Athletes and actors both talk about performance, and the two are beginning to coincide. After all, actors are spending half their lives in the gym, while sport is being played out more and more for the television cameras, to be broadcast to fans who are separated from their heroes by a one-way screen. Which is why the Giro is forever visiting places like yesterday’s finish town, Matera, and today’s start town, Giovinazzo: places of great visual beauty which have, between then, provided the backdrops to dozens of movies.

We grow up watching the screen, and learn our body language from actors who are performing for cameras, which is why the Australian director Peter Weir, casting for his film “Master and Commander,” went behind the Iron Curtain to look for people who hadn’t grown up with what he called “the Kodak moments” – people who didn’t project to the camera. “I wanted faces that could look down the barrel of the lens and remain truthful, as with early photographs of tribal people, where there is no projection, there is no sending a message to the lens.”

As Alex Dowsett approached the finish line this late afternoon, not quite knowing how to celebrate ,we saw not an egotistical display of self-worship, but genuine emotion, as the magnitude of his achievement slowly dawned on him. And it was wonderful.

Time trial specialists are a tribe of their own, with their own rules, language, worldview. For them, we live, not on the outermost surface of the earth, but in the depths of an ocean of air, where every movement encounters the resistance of the atmospheric pressure. They thrive in an apnoea that others find oppressive. Sprinters spend their lives sending messages to the camera lens. Their finish line act is carefully cultivated, a hot-blooded version of cool choreographed for the photographers and the super-slow motion camera. Testers, by contrast, are hunched in aero positions and hidden behind visors. They never show their face, and never raise their arms on the finish line.
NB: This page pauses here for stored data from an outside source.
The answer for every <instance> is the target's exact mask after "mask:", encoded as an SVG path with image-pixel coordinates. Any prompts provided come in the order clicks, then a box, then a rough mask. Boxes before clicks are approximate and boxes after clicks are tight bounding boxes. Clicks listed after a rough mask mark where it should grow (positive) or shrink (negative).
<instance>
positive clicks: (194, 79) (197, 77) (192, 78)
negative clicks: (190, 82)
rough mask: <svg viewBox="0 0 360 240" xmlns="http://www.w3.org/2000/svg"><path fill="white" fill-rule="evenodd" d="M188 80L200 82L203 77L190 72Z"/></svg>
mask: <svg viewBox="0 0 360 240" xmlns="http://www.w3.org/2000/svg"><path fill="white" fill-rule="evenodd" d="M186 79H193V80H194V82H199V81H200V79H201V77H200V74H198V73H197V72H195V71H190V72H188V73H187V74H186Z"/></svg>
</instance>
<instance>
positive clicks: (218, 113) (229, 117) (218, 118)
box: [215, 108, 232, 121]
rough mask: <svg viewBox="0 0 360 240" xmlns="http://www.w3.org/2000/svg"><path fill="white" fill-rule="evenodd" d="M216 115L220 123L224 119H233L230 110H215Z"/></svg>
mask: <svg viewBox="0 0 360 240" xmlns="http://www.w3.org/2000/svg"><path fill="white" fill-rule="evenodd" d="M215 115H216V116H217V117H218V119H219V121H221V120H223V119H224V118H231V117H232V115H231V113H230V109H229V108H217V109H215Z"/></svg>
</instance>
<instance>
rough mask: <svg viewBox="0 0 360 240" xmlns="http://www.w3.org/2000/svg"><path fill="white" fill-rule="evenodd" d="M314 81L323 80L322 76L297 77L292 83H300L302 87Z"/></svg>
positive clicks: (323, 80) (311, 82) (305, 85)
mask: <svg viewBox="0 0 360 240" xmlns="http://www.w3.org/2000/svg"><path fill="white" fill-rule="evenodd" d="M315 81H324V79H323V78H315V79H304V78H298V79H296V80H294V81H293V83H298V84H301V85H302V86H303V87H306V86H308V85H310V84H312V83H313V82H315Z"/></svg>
Not when every ten-thousandth of a second counts. And why would they? They never know they’ve won until much later. It is a different kind of satisfaction. And sprinters win more than time trialists, so they get more chances to perfect the theatre of victory.

In 2013, when Dowsett completed the Gabicce Mare-Saltara time trial 10 seconds ahead of Bradley Wiggins, he couldn’t gesture in triumph on the finish line. That was seven years 4 months and 29 days ago, and he was a different rider then, full of future, hoping one day perhaps to be world time trial champion. Today, an older, wiser man, with a different perspective – he turned 32 last week and will become a father this winter –he won his second Giro d’Italia stage, after a time trial of sorts: an 18 km solo attack won with 1’15” over three chasers. It was the 15th win of his career, and one of the most beautiful.